『伊勢物語』(第二三段/筒井筒)

 昔、田舎わたらひしける人の子ども、井のもとに出でて遊びけるを、大人になりにければ、男も女も恥ぢかはしてありけれど、男は、この女をこそ得めと思ふ。女は、この男をと思ひつつ、親のあはすれども、聞かでなむありける。さて、この隣の男のもとより、かくなむ。
  筒井つの井筒にかけしまろがたけ過ぎにけらしな妹見ざるまに
 女、返し、
  くらべこし振分髪も肩すぎぬ君ならずしてたれかあぐべき
など言ひ言ひて、つひに本意のごとくあひにけり。
 さて、年ごろ経(ふ)るほどに、女、親なく頼りなくなるままに、もろともに言ふかひなくてあらむやはとて、河内の国、高安の郡(こほり)に、行き通ふ所いできにけり。さりけれど、このもとの女、悪(あ)しと思へるけしきもなくて、出だしやりければ、男、異心(ことごころ)ありてかかるにやあらむと思ひ疑ひて、前栽の中に隠れゐて、河内へ往ぬる顔にて見れば、この女、いとよう化粧じて、うち眺めて、
  風吹けば沖つ白波たつた山夜半(よは)にや君がひとり越ゆらむ
とよみけるを聞きて、限りなくかなしと思ひて、河内へも行かずなりにけり。
 まれまれ、かの高安に来て見れば、はじめこそ心にくもつくりけれ、今はうちとけて、手づから飯匙(いひがひ)取りて、笥子(けこ)のうつは物に盛りけるを見て、心憂がりて行かずなりにけり。

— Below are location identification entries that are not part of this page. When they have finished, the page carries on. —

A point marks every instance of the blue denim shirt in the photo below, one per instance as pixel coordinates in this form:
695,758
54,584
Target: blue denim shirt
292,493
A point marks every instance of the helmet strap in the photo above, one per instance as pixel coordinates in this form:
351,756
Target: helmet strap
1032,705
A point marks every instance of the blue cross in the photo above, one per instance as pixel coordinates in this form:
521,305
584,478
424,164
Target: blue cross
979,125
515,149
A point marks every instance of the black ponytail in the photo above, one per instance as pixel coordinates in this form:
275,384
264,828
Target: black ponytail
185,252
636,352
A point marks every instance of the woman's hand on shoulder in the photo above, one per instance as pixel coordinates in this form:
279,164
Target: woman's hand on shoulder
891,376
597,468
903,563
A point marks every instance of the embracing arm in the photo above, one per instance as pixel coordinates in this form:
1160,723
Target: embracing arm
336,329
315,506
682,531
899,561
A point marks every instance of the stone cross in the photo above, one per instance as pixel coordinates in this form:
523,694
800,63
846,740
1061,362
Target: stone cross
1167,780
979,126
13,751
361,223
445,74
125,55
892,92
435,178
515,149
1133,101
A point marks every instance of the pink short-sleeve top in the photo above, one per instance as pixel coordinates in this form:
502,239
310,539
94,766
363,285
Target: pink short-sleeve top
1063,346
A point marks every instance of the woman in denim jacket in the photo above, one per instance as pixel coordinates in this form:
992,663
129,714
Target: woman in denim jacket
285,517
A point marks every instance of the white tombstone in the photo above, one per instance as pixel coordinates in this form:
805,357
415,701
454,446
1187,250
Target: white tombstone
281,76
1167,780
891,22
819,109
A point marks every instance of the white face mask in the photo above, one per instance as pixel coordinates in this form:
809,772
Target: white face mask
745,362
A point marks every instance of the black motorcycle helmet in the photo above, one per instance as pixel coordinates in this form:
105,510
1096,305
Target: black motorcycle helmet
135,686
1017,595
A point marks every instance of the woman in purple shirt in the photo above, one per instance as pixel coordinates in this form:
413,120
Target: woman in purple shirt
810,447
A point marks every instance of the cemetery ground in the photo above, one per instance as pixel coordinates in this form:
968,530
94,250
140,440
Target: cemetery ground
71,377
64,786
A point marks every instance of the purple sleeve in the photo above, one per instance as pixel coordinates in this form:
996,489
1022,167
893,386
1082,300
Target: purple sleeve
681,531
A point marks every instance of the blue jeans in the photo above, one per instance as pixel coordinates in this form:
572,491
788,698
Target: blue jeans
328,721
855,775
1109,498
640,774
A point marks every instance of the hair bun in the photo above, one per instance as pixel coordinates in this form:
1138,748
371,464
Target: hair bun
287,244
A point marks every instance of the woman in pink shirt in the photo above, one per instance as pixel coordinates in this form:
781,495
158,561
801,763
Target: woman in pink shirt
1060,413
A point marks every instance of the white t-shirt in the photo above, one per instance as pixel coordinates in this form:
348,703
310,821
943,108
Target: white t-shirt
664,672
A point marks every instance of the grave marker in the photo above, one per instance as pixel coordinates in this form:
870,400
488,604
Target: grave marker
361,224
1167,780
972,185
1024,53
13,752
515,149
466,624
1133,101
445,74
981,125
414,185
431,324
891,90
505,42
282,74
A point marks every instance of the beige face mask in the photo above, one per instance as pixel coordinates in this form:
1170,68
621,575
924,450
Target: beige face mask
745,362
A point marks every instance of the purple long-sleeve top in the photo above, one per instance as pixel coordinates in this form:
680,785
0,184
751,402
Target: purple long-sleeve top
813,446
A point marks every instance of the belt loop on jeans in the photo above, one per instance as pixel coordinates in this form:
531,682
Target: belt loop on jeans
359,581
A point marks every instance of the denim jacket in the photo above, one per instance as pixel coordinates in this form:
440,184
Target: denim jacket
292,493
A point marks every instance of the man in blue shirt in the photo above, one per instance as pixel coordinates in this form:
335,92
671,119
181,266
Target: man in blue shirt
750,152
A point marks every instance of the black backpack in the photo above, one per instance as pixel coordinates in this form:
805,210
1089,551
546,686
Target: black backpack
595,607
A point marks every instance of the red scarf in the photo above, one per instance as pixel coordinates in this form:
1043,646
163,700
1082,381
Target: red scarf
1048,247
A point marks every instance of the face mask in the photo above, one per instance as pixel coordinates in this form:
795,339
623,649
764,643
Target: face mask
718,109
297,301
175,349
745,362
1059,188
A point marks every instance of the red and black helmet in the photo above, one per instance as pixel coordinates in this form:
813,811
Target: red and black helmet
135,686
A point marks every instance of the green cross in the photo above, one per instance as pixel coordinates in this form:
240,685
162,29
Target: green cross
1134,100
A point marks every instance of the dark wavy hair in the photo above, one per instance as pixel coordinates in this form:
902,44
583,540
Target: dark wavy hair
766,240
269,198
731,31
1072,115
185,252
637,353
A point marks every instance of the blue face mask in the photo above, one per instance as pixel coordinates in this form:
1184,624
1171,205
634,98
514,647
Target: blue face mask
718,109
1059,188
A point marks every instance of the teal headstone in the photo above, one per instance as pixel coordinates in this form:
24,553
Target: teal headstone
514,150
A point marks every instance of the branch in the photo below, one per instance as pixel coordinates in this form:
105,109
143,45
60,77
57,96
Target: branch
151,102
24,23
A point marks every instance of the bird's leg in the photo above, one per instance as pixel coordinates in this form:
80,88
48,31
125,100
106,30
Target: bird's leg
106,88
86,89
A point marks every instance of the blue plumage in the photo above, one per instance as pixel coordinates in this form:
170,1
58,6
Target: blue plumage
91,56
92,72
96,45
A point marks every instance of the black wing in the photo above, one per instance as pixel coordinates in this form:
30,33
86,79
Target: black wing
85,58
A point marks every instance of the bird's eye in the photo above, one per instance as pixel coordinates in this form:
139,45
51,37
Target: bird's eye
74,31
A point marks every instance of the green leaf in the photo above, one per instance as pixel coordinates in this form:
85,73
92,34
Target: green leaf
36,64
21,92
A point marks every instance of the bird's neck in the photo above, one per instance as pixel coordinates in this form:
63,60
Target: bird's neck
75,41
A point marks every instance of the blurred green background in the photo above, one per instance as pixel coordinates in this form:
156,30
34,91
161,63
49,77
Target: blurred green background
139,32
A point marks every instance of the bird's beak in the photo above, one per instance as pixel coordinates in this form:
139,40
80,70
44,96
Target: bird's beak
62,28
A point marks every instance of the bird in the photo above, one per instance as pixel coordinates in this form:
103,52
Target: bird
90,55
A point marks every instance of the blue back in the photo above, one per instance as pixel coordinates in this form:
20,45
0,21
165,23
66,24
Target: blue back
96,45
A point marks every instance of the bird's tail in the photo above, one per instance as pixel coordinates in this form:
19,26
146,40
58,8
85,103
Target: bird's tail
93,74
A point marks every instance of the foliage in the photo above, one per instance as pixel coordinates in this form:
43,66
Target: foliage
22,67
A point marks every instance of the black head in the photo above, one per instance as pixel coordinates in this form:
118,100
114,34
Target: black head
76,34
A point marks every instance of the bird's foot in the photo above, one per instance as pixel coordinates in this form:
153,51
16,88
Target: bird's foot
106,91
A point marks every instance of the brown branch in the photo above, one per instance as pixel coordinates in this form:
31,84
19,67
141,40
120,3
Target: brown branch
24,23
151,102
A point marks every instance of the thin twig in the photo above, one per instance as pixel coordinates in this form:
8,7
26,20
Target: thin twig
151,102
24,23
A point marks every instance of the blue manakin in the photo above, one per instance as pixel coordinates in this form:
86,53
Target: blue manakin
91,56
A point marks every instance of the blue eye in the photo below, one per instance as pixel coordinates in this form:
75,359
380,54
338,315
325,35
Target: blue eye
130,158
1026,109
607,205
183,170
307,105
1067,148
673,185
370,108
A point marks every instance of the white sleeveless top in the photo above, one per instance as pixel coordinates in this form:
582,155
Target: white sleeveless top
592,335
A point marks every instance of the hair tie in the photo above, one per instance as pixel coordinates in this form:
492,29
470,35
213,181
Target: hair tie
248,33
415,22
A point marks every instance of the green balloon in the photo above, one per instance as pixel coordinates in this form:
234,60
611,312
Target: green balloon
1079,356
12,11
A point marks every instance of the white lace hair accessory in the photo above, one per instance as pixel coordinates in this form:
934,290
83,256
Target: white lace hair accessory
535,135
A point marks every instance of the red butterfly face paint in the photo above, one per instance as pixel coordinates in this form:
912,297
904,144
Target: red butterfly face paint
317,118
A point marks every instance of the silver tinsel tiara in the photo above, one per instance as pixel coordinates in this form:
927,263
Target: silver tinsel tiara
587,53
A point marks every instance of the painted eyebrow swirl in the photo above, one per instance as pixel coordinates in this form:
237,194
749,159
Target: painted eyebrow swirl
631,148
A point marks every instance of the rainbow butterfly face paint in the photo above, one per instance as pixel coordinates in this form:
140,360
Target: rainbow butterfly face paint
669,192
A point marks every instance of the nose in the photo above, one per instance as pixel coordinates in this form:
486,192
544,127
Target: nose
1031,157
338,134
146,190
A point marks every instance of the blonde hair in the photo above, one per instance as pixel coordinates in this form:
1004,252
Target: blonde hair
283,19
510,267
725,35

さりければ、かの女、大和の方を見やりて、
  君があたり見つつををらむ生駒山雲な隠しそ雨は降るとも
と言ひて見出だすに、からうじて、大和人(やまとびと)、「来む。」と言へり。喜びて待つに、たびたび過ぎぬれば、
  君来むと言ひし夜ごとに過ぎぬれば頼まぬものの恋ひつつぞ経る
と言ひけれど、男住まずなりにけり。


(解説)
◆筒井つ=丸く掘った井戸。「つ」は未詳。
◆井筒=筒の形をした井戸枠。
◆振分髪=左右に分けて肩のあたりで切りそろえた、子ども(男女とも)の髪型。
◆あぐ=髪上げをする。女性の成人式で、大人の髪型にすること。
◆頼り=経済的な生活のよりどころ。
◆風吹けば沖つ白波=掛詞によって「龍田山」を導く序詞。
◆飯匙=しゃもじ。
◆笥子=飯を盛る椀。
◆男住まず=男が女を訪れないこと。男が女の家に通い、結婚生活をすることを、女のもとに「住む」といった。


(現代語訳)
 昔、地方をまわって生計を立てて暮らしていた人の子どもたちが、井戸の所に出てきて遊んでいたが、やがて大人になったので、男も女も恥じらい合っていた。そうではあるが、男はこの女と結婚したいと思い、女もこの男を夫にと思い続け、親が結婚を勧めても、言うことを聞かないでいた。そうしていたある日、この隣の男のもとから、次のような和歌が届けられた。
  筒井を囲う井筒と高さ比べをしていた私の背丈は、恋しいあなたと会わずにいる間にもう井筒よりもずっと高くなってしまった。
 女の返歌は、
  あなたと長さ比べをしていた私の振分髪ももう肩のあたりを過ぎるほど伸びてしまいました。あなた以外の誰のために髪上げをいたしましょうか。
というものだった。そのようにお互いの気持ちを打ち明け合っていき、ついに念願通り二人は結婚したのであった。
 そうして、年月を経ていく間に、女の親が亡くなった。生活が不如意になっていくに従い、男は女と一緒にみじめな状態になってはいられないと思って、河内の国高安郡に、新たに通っていく先を設けたのだが、このもとの妻は、男を恨む様子もなく、河内へ送り出してやったので、男は、女が浮気をしているからそういう態度をとるのであろうと疑って、庭の植木のなかに隠れて、河内へ行ったふりをして見ていると、この女は、きれいに化粧をして、ぼんやりと外を眺めて、
  風が吹くと沖に波が立つ。その「たつ」を名にもつ龍田山を、この夜更けにあの人がたったひとりで越えていっているのだろうか。
と歌を詠んだのを聞いて、男は女を限りなくいとしいと思って、河内へも行かなくなってしまった。
 たまに、あの高安に来てみると、そこの女ははじめのうちこそ奥ゆかしい様子にとりつくろっていたが、今は気を許して、みずからしゃもじを手にとって、椀に飯を盛りつけるようになっていた。男は、それを見て、いやけがさして行かなくなってしまった。そこで、女は男の住む大和のほうを見て、
  あなたがいるほうをずっと見ていたい。たとえ雨が降っても、雲よ生駒山を隠さないで。
といって外を眺めていると、やっとのこで大和に住む男が高安に来るといった。よろこんで待っているのに、何度も約束を破って男が来なかったので、高安の女は、
  あなたが来ると言った夜が幾晩もむなしく過ぎてしまったので、あてにならないと思いながらも、私はずっとあなたを恋い慕って過ごしています。
と歌を詠んだが、男が訪れることはなかった。